You can find the .Rmd (R Markdown) format here, the html result here and the Rpubs pubblication here.


Statistical Inference Course Project Part 1: Simulation

Massimiliano Figini
October 9, 2016

Investigation of the exponential distribution in R and comparation with the Central Limit Theorem.

Instruction:
1) 1000 Simulation
2) 40 exponentials
3) Lambda = 0.2

 

# Basic settings
knitr::opts_chunk$set(echo = TRUE,tidy.opts=list(width.cutoff=60),tidy=TRUE)
set.seed(1983)
# Main variables
Lambda = 0.2
Simulation <- NULL
for (i in 1 : 1000) Simulation = c(Simulation, mean(rexp(40,Lambda)))

 

QUESTION 1: Show the sample mean and compare it to the theoretical mean of the distribution.

Theoretical mean is 1/Lambda, sample mean is the mean of the simulation values.
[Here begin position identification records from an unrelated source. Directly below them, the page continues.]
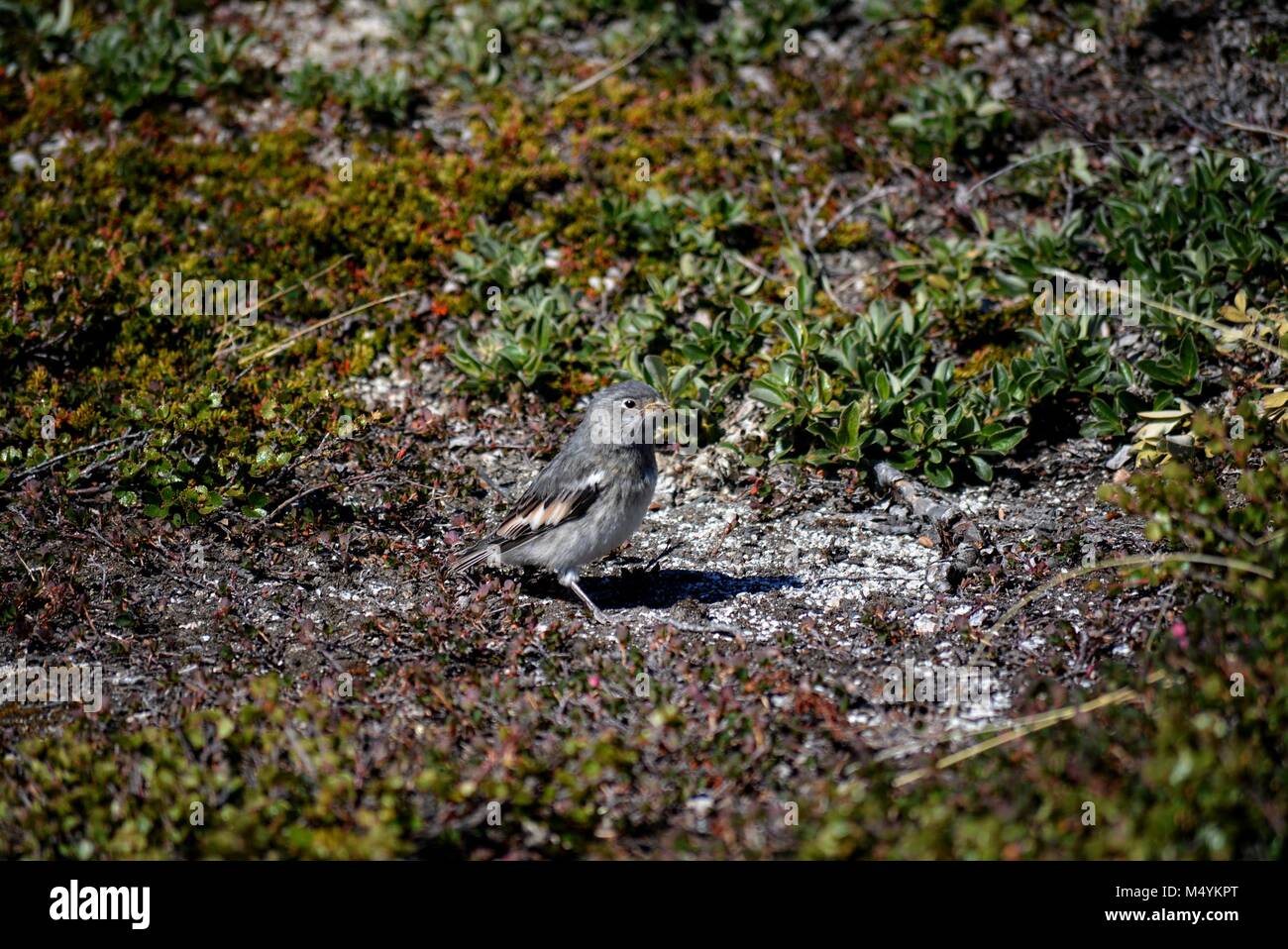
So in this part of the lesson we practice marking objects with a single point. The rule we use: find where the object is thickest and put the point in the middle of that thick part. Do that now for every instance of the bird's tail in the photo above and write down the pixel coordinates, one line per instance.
(476, 554)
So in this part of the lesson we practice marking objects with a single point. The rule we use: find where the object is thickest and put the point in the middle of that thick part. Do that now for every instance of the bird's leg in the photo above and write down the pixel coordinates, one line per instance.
(571, 582)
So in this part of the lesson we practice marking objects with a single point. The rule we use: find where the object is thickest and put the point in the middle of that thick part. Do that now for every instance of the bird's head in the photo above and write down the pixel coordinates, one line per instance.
(626, 413)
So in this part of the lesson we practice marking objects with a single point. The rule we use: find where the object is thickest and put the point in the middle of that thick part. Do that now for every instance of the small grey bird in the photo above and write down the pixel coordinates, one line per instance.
(590, 498)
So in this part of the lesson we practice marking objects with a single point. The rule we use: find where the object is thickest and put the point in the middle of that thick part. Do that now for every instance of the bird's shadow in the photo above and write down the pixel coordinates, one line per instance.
(664, 588)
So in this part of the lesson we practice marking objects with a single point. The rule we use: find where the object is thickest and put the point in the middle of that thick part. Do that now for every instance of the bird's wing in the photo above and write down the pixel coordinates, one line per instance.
(542, 509)
(559, 496)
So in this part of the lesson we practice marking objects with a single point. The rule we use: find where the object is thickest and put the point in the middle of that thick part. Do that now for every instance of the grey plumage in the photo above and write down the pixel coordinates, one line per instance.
(590, 498)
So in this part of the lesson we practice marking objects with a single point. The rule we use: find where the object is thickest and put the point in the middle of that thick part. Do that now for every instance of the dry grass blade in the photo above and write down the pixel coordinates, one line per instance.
(321, 323)
(1141, 561)
(1043, 720)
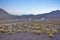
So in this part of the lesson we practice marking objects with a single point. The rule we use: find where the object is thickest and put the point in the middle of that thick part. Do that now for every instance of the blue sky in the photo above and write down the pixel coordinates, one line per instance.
(19, 7)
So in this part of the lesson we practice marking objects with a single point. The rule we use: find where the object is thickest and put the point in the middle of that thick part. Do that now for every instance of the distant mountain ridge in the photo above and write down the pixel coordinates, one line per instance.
(54, 15)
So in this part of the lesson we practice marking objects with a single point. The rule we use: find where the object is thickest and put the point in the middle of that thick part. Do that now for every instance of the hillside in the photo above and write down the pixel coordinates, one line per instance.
(54, 15)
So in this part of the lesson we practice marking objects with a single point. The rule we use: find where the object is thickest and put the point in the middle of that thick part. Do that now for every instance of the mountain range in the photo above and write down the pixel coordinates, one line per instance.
(54, 15)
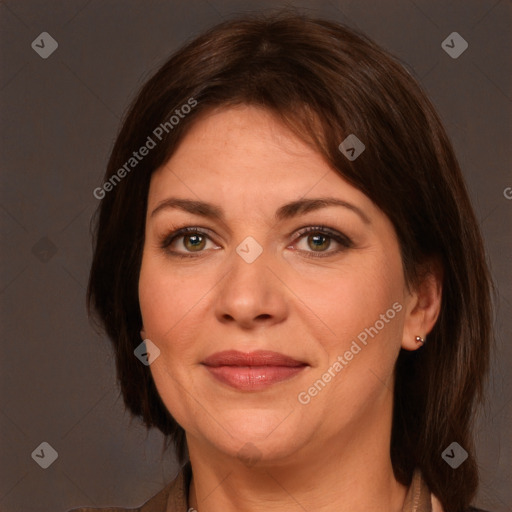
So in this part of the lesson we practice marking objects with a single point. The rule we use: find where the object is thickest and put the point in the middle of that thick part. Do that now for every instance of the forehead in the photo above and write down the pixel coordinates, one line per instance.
(246, 153)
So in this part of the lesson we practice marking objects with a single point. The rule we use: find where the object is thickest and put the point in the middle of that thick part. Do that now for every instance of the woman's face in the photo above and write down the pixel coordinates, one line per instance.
(248, 279)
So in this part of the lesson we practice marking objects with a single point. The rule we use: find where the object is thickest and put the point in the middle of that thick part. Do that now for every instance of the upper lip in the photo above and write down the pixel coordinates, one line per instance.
(257, 358)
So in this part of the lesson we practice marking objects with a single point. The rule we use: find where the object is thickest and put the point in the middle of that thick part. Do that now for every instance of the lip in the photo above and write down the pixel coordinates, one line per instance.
(252, 371)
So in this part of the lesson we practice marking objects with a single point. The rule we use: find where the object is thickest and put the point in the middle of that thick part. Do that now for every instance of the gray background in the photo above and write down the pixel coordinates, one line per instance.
(59, 119)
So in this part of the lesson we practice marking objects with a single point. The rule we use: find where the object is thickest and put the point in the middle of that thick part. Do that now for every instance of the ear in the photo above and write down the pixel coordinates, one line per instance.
(423, 305)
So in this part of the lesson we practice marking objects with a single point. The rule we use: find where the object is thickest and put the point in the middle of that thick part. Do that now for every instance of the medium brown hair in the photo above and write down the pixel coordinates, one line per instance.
(325, 81)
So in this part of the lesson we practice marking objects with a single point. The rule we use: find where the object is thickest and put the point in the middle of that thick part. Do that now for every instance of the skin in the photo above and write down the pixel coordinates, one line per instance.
(329, 454)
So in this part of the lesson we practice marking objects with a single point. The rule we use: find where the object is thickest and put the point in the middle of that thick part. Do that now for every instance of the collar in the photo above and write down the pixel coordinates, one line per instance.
(174, 498)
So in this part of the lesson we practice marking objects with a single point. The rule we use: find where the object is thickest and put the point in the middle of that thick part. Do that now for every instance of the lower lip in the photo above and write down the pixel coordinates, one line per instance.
(253, 378)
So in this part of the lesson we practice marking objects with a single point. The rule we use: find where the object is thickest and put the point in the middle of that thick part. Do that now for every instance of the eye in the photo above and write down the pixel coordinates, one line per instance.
(193, 240)
(319, 239)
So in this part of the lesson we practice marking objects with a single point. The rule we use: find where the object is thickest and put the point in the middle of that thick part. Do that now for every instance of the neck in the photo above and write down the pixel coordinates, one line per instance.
(352, 471)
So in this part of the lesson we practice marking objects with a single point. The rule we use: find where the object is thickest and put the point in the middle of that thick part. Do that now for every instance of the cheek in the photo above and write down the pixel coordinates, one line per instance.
(353, 299)
(166, 299)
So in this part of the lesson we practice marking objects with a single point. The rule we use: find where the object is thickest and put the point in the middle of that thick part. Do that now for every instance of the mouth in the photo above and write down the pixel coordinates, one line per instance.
(252, 371)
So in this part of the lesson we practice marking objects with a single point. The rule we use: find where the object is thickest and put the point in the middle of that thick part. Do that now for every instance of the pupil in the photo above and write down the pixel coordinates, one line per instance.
(194, 240)
(319, 238)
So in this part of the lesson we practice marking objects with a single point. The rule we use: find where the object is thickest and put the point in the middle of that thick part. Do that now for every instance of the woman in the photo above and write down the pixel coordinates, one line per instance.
(293, 278)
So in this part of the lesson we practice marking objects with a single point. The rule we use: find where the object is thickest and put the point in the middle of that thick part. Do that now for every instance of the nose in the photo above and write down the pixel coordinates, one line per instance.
(252, 295)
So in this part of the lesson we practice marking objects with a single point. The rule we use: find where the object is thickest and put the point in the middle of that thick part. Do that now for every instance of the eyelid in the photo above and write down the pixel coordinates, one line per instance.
(334, 234)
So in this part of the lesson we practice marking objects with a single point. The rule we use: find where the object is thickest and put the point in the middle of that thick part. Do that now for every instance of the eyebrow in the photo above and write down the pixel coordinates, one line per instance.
(287, 211)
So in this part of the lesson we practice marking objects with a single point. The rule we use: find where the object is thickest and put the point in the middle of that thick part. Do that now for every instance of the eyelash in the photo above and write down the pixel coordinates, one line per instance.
(343, 240)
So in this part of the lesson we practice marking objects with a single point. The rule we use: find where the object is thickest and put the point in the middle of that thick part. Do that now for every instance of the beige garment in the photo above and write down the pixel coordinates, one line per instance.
(173, 498)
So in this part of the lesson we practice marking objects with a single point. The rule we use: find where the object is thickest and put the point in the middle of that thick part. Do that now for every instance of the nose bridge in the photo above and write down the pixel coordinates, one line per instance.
(250, 291)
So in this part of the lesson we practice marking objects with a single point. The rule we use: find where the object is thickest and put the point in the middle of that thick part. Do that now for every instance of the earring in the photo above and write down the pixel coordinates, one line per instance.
(419, 339)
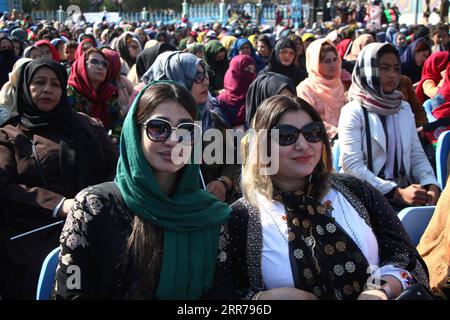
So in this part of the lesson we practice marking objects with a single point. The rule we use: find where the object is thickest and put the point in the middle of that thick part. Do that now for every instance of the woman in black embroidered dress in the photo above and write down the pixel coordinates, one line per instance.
(337, 235)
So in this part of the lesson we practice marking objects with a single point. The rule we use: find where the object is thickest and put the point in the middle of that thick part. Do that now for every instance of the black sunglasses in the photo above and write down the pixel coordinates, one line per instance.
(95, 62)
(200, 77)
(160, 130)
(287, 134)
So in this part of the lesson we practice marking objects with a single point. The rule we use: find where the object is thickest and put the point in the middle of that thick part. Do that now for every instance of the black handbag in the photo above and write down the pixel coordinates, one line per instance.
(416, 292)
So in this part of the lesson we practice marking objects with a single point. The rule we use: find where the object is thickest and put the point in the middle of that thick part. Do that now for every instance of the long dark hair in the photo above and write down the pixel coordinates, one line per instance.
(143, 252)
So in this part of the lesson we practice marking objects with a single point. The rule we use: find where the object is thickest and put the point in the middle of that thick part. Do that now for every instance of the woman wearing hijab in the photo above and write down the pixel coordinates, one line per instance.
(46, 158)
(84, 46)
(33, 52)
(216, 65)
(413, 59)
(303, 233)
(7, 59)
(266, 85)
(244, 46)
(238, 78)
(323, 88)
(124, 86)
(8, 93)
(128, 48)
(190, 71)
(153, 233)
(357, 45)
(145, 59)
(282, 61)
(90, 92)
(377, 133)
(430, 82)
(48, 50)
(400, 42)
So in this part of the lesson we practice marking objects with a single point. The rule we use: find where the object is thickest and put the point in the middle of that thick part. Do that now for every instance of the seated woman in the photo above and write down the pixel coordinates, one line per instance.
(244, 46)
(432, 79)
(282, 61)
(413, 59)
(300, 232)
(216, 65)
(153, 233)
(46, 158)
(434, 248)
(323, 88)
(188, 70)
(238, 78)
(90, 92)
(266, 85)
(377, 133)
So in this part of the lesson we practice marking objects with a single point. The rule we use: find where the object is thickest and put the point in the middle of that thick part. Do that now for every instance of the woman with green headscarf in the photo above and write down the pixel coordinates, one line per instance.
(153, 233)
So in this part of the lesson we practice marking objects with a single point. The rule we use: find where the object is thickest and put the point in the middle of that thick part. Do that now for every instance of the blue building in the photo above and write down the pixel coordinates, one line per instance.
(8, 5)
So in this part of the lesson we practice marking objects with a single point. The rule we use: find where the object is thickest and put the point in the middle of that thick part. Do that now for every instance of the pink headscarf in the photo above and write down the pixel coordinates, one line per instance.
(326, 96)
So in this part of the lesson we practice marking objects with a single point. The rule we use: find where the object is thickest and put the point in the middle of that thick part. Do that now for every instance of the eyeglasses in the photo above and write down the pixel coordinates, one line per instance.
(159, 130)
(287, 134)
(97, 63)
(200, 77)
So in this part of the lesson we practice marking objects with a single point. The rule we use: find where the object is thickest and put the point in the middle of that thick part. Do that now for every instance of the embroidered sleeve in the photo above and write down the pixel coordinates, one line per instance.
(74, 274)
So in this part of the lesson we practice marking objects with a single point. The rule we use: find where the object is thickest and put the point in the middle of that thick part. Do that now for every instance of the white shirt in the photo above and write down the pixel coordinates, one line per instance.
(276, 266)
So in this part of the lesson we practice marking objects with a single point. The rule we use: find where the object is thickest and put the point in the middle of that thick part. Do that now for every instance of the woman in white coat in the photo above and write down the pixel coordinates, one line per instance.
(377, 134)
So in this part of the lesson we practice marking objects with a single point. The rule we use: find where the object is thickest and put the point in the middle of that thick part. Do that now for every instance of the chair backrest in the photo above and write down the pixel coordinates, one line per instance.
(415, 220)
(442, 151)
(47, 275)
(336, 153)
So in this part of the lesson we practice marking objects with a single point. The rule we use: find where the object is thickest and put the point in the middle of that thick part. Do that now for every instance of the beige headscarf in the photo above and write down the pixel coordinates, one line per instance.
(434, 246)
(326, 96)
(357, 46)
(8, 96)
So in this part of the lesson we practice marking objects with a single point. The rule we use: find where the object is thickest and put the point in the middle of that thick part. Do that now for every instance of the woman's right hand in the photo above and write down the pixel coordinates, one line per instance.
(414, 194)
(65, 208)
(286, 294)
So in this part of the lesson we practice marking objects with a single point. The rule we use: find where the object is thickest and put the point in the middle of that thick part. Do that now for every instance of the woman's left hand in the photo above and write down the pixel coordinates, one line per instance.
(433, 194)
(373, 295)
(218, 189)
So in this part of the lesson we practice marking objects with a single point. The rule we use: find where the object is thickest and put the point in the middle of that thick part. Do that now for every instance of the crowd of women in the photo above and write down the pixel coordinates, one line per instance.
(91, 120)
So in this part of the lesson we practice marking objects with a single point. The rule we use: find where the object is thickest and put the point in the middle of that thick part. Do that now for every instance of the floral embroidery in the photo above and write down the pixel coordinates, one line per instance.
(329, 249)
(320, 230)
(350, 267)
(338, 270)
(298, 253)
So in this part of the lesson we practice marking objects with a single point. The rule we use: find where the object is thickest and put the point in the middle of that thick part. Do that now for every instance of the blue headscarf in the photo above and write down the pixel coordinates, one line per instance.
(260, 64)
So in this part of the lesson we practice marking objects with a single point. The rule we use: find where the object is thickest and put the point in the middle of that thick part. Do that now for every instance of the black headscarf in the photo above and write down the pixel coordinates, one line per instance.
(79, 141)
(275, 65)
(267, 84)
(7, 60)
(146, 58)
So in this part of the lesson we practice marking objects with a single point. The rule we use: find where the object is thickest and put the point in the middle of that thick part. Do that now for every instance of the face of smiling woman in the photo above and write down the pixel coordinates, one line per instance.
(45, 89)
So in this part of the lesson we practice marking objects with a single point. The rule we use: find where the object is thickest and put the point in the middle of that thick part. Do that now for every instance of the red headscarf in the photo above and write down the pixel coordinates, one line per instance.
(55, 54)
(80, 51)
(79, 80)
(113, 58)
(445, 89)
(432, 69)
(236, 84)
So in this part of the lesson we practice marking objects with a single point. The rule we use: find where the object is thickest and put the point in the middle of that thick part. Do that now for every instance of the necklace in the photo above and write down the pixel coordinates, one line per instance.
(269, 213)
(355, 238)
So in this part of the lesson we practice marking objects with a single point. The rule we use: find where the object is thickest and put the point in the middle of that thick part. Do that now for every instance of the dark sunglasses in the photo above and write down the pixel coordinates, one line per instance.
(159, 130)
(97, 63)
(287, 134)
(200, 77)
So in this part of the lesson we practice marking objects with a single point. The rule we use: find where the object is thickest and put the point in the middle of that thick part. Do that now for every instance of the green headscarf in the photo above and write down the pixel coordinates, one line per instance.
(191, 217)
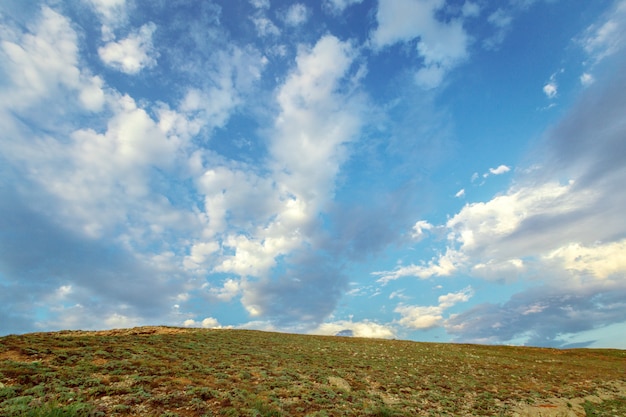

TheoreticalMean <- 1/Lambda
SampleMean <- mean(Simulation)
paste("Theoretical mean is", round(TheoreticalMean, 3), "sample mean is", 
    round(SampleMean, 3))
## [1] "Theoretical mean is 5 sample mean is 5.028"

The sample mean is very close to the theoretical mean.

 

QUESTION 2: Show how variable the sample is (via variance) and compare it to the theoretical variance of the distribution.

I can calculate theoretical variance by dividing 1/Lambda for the square root of the number of exponenentials and squaring all.

TheoreticalVariance <- ((1/Lambda)/sqrt(40))^2
SampleVariance <- var(Simulation)
paste("Theoretical variance is", TheoreticalVariance, "sample variance is", 
    round(SampleVariance, 3))
## [1] "Theoretical variance is 0.625 sample variance is 0.617"

The sample variance is very close to the theoretical variance.

 

QUESTION 3: Show that the distribution is approximately normal.

Using an histogram I can easily see if the distribution is approximately normal.

hist(Simulation, probability = TRUE, breaks = 40, col = "red", 
    main = "Distribution", xlab = "Simulation means")
lines(density(Simulation), lwd = 3, col = "black")

image.png

The distribution of averages of random sampled exponentials is like a normal distribution.